Helper script for analyzing mir dumps

Some time ago I started writing downstream scripts to help out when examining mir dumps from llc. Typically what used to happen when analyzing a regression was that you do two runs with ‘llc -print-after-all’ one before the regression and one after. You end up with two text files in the range of 100k lines each and opening these in e.g. vimdiff or any other diff tool tends to be rather painful.

I am not aware of any tools to help alleviate this besides that it has been recently discussed in the following thread

So instead I though one could write a simple python library to create an in memory representation of each dump file and then put a fragment abstraction on top of that representing passes, functions and basic blocks.
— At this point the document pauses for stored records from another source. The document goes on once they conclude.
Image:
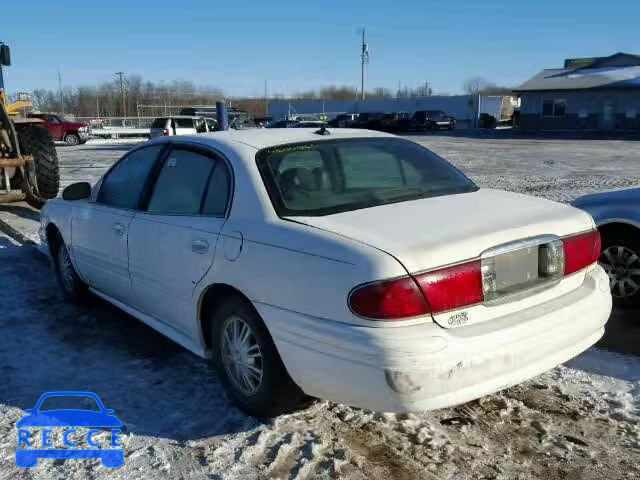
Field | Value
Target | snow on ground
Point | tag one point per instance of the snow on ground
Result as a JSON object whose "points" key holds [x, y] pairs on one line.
{"points": [[578, 421]]}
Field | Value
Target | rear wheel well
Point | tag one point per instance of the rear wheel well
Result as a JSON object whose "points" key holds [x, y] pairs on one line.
{"points": [[614, 229], [211, 298], [54, 238]]}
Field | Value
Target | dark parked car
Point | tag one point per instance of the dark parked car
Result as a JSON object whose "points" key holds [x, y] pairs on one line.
{"points": [[295, 124], [432, 120], [396, 122], [370, 120], [343, 120]]}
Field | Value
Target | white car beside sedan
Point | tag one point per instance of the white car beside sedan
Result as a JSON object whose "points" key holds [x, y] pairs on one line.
{"points": [[349, 265]]}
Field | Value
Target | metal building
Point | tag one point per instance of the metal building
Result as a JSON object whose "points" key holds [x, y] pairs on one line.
{"points": [[599, 93], [465, 108]]}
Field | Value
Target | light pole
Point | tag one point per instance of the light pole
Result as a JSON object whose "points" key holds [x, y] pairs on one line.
{"points": [[364, 59]]}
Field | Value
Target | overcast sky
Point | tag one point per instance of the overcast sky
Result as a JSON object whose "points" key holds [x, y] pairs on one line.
{"points": [[301, 45]]}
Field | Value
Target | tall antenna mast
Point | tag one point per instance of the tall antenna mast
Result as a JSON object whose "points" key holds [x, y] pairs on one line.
{"points": [[364, 58]]}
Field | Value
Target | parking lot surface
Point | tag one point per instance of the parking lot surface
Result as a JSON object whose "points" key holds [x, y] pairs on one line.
{"points": [[580, 420]]}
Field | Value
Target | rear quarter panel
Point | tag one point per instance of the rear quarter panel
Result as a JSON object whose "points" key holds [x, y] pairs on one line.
{"points": [[58, 212], [297, 268]]}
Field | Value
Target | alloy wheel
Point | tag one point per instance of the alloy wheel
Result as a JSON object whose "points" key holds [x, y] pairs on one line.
{"points": [[241, 355], [623, 267]]}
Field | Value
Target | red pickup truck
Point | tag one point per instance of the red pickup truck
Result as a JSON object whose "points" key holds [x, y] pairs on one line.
{"points": [[62, 128]]}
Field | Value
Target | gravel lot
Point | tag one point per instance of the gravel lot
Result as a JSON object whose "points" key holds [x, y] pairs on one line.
{"points": [[580, 420]]}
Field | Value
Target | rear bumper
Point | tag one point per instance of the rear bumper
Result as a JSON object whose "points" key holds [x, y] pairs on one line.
{"points": [[423, 367]]}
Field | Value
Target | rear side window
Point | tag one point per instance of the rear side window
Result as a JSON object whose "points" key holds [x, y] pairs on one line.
{"points": [[123, 185], [217, 196], [332, 176], [390, 171], [191, 183], [184, 122], [159, 123]]}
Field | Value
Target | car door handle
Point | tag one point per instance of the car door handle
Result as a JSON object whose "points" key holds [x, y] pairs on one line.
{"points": [[200, 245], [118, 229]]}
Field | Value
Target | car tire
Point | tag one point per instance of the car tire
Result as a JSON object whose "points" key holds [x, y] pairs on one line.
{"points": [[251, 371], [620, 258], [72, 287], [72, 139]]}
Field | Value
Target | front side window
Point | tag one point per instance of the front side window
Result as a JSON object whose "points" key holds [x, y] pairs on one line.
{"points": [[333, 176], [554, 107], [123, 184], [190, 183]]}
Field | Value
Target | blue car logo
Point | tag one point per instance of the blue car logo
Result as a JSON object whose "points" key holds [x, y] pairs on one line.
{"points": [[66, 419]]}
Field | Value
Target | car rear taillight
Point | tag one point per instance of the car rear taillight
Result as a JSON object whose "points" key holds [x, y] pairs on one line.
{"points": [[580, 251], [466, 284], [389, 300], [452, 287]]}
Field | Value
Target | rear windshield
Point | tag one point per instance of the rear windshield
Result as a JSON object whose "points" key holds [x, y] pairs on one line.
{"points": [[311, 179], [159, 123], [184, 122]]}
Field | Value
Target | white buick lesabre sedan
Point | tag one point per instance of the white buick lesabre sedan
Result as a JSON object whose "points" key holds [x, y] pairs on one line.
{"points": [[349, 265]]}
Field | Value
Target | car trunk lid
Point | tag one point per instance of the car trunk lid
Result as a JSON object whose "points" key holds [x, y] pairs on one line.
{"points": [[432, 233]]}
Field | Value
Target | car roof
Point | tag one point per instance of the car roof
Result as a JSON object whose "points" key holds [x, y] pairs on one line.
{"points": [[260, 138]]}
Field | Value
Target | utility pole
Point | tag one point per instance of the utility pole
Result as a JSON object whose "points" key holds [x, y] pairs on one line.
{"points": [[266, 100], [60, 91], [122, 104], [364, 59]]}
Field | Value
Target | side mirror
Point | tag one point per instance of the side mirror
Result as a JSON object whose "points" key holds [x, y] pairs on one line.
{"points": [[77, 191], [5, 55]]}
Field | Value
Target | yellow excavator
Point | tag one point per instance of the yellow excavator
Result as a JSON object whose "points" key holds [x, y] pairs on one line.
{"points": [[28, 160]]}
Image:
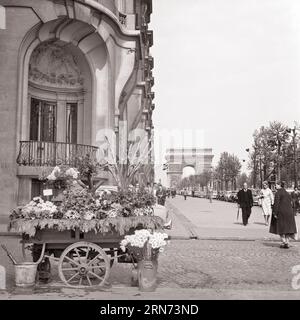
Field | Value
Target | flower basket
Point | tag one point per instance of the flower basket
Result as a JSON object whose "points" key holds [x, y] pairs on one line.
{"points": [[144, 246]]}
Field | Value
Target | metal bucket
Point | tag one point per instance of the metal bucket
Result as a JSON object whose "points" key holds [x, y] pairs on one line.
{"points": [[25, 274]]}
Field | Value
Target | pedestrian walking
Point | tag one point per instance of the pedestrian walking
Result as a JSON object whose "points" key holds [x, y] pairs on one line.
{"points": [[283, 219], [185, 193], [266, 200], [245, 202], [210, 194], [161, 195], [295, 200]]}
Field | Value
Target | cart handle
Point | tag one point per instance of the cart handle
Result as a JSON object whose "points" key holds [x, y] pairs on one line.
{"points": [[42, 254]]}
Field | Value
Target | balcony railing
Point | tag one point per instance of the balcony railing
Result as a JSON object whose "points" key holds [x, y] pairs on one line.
{"points": [[41, 153]]}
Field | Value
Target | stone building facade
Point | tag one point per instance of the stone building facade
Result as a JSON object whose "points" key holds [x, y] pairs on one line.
{"points": [[70, 69]]}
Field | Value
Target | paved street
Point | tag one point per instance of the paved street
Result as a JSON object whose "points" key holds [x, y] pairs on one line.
{"points": [[218, 219], [201, 269]]}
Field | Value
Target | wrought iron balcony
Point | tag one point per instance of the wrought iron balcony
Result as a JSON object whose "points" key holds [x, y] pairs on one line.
{"points": [[41, 153]]}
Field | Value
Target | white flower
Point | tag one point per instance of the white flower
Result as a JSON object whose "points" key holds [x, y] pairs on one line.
{"points": [[72, 173]]}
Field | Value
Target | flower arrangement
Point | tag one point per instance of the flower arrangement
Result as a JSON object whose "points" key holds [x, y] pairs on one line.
{"points": [[37, 208], [138, 243]]}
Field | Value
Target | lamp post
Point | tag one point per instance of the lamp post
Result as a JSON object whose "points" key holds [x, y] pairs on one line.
{"points": [[293, 130]]}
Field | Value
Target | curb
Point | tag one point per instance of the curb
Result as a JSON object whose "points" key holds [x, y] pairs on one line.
{"points": [[10, 234]]}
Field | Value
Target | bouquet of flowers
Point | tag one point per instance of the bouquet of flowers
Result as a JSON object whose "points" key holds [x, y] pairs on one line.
{"points": [[138, 244], [37, 208]]}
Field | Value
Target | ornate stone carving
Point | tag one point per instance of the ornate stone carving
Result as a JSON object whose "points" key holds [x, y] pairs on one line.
{"points": [[51, 64]]}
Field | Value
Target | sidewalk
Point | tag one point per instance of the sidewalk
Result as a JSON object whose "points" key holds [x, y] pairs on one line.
{"points": [[132, 293], [218, 220]]}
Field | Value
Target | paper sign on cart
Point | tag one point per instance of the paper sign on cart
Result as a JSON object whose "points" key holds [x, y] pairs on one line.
{"points": [[48, 192]]}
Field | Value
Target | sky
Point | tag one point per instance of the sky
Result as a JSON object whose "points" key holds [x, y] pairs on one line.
{"points": [[222, 69]]}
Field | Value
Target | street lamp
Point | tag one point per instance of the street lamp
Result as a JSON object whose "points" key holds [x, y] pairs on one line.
{"points": [[260, 166], [290, 130]]}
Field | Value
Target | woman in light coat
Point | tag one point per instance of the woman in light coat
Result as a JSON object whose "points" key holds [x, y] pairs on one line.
{"points": [[266, 201]]}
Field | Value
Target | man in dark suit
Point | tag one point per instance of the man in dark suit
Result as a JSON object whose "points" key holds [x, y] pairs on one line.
{"points": [[245, 202]]}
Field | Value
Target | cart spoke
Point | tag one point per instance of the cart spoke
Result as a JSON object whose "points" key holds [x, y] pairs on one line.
{"points": [[102, 266], [75, 275], [69, 269], [95, 275], [89, 281], [78, 254], [94, 259], [72, 261], [87, 253]]}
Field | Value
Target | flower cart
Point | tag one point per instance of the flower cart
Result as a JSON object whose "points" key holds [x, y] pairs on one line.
{"points": [[85, 230], [85, 250]]}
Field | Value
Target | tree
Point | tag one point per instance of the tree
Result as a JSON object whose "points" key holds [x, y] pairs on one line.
{"points": [[241, 179], [228, 169], [270, 152]]}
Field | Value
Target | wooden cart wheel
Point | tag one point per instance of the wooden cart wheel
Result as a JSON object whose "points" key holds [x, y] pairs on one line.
{"points": [[84, 264]]}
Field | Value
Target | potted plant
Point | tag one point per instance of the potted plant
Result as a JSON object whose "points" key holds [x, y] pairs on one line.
{"points": [[144, 245]]}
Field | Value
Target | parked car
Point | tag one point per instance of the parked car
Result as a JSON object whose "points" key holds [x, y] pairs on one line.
{"points": [[200, 194], [233, 196], [214, 195], [227, 195], [255, 194], [221, 196]]}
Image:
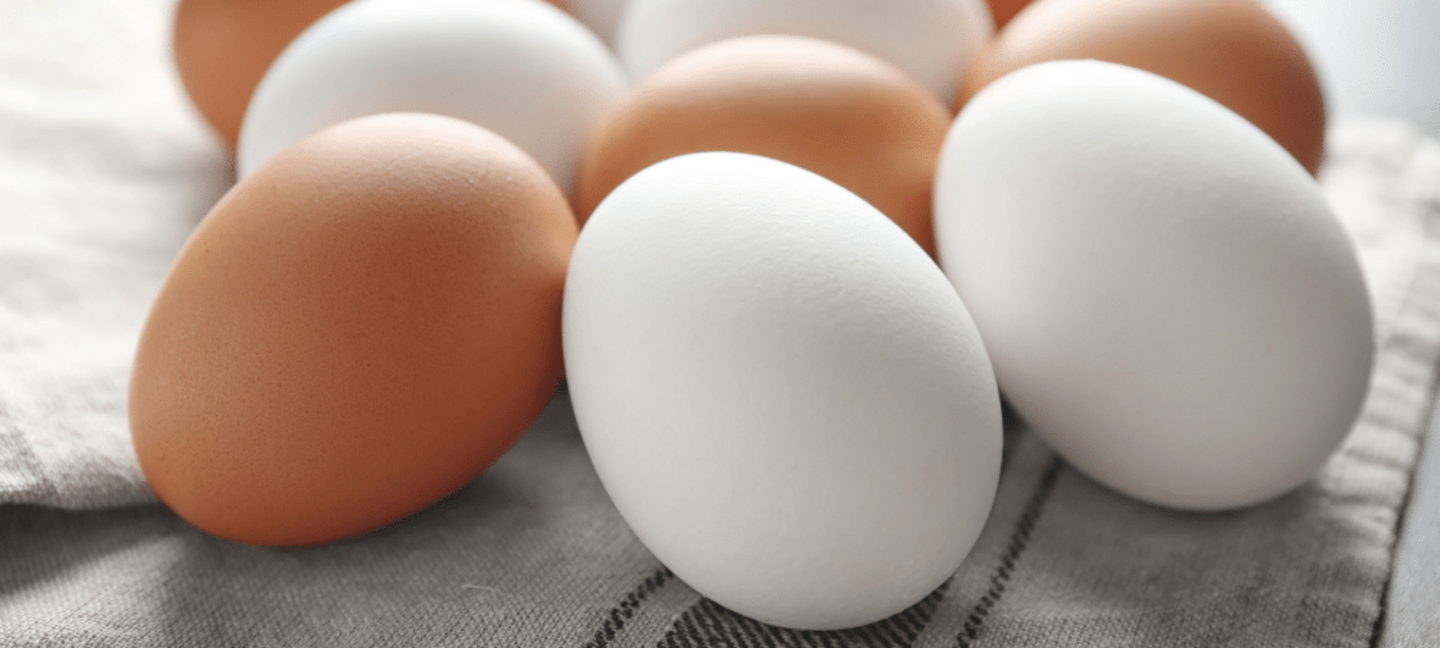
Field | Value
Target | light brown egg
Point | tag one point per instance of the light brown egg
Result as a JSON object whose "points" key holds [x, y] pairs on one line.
{"points": [[1231, 51], [222, 49], [1004, 10], [356, 330], [824, 107]]}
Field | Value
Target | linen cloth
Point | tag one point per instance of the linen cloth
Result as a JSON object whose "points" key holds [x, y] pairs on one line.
{"points": [[104, 172]]}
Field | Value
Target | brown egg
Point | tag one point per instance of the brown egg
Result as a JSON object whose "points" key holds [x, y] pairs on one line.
{"points": [[222, 49], [1231, 51], [824, 107], [1004, 10], [354, 331]]}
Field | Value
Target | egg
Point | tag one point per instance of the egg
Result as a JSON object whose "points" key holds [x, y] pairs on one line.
{"points": [[356, 330], [602, 16], [222, 48], [1004, 10], [1231, 51], [1165, 294], [824, 107], [779, 390], [933, 41], [522, 69]]}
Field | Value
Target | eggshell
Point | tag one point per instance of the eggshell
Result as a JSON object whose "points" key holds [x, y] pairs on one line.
{"points": [[1231, 51], [820, 105], [222, 48], [1165, 294], [602, 16], [779, 390], [1004, 10], [932, 39], [523, 69], [356, 330]]}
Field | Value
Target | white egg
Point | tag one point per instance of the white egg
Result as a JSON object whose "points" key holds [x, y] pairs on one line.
{"points": [[523, 69], [1165, 294], [933, 41], [781, 392], [602, 16]]}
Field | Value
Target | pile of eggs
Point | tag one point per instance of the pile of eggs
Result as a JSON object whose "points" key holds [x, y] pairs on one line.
{"points": [[725, 223]]}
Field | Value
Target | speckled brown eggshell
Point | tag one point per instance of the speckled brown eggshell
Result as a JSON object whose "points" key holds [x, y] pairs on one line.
{"points": [[353, 331], [824, 107], [1233, 51]]}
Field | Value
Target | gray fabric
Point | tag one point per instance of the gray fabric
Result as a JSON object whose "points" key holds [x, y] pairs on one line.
{"points": [[104, 170], [1413, 612]]}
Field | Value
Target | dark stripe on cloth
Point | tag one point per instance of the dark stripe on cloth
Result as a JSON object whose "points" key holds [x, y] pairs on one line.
{"points": [[627, 608], [1018, 540], [709, 625]]}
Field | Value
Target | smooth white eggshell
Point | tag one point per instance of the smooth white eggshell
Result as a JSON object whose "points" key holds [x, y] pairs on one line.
{"points": [[602, 16], [933, 41], [781, 392], [523, 69], [1164, 291]]}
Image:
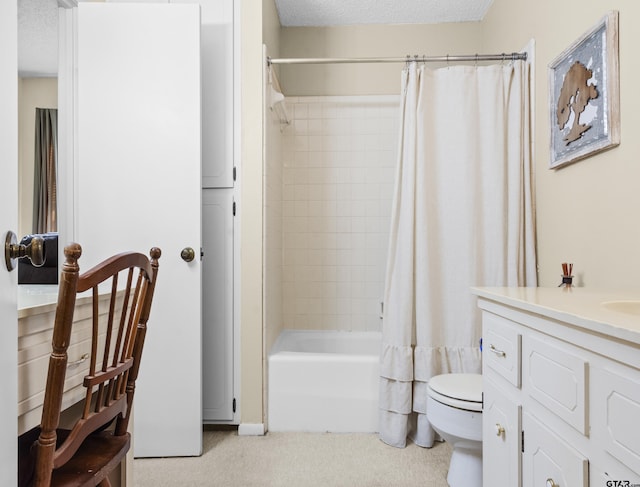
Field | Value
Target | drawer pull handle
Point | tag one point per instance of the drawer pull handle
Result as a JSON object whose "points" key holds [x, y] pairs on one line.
{"points": [[499, 353], [81, 360]]}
If one now defines operations like comparison, view and diff on these fragments one has the basis for creating a useful tool that fits ones workflow.

Now of course everyone has a different opinion for what type of tool is useful for them and I guess that is the main reason that none such exist (to my knowledge). With this in mind limiting the work to just a library that one can either use in python REPL mode or write some simple swizz-army-knife like tool around might be the best bet.

Anyway I found the following useful ⚙ D158825 [WIP] Helper script for analyzing mir dumps (library and small tool). If anyone agrees then feel free to add yourself as reviewer and help out finish the last 10%.

FWIW compiler explorer has the “LLVM Opt Pipeline” tool, which does a pretty good job of this. Taking the example from the helper script patch: Compiler Explorer

-print-after-all doesn’t actually produce MIR. It produces an almost the same looking but not quite debug format.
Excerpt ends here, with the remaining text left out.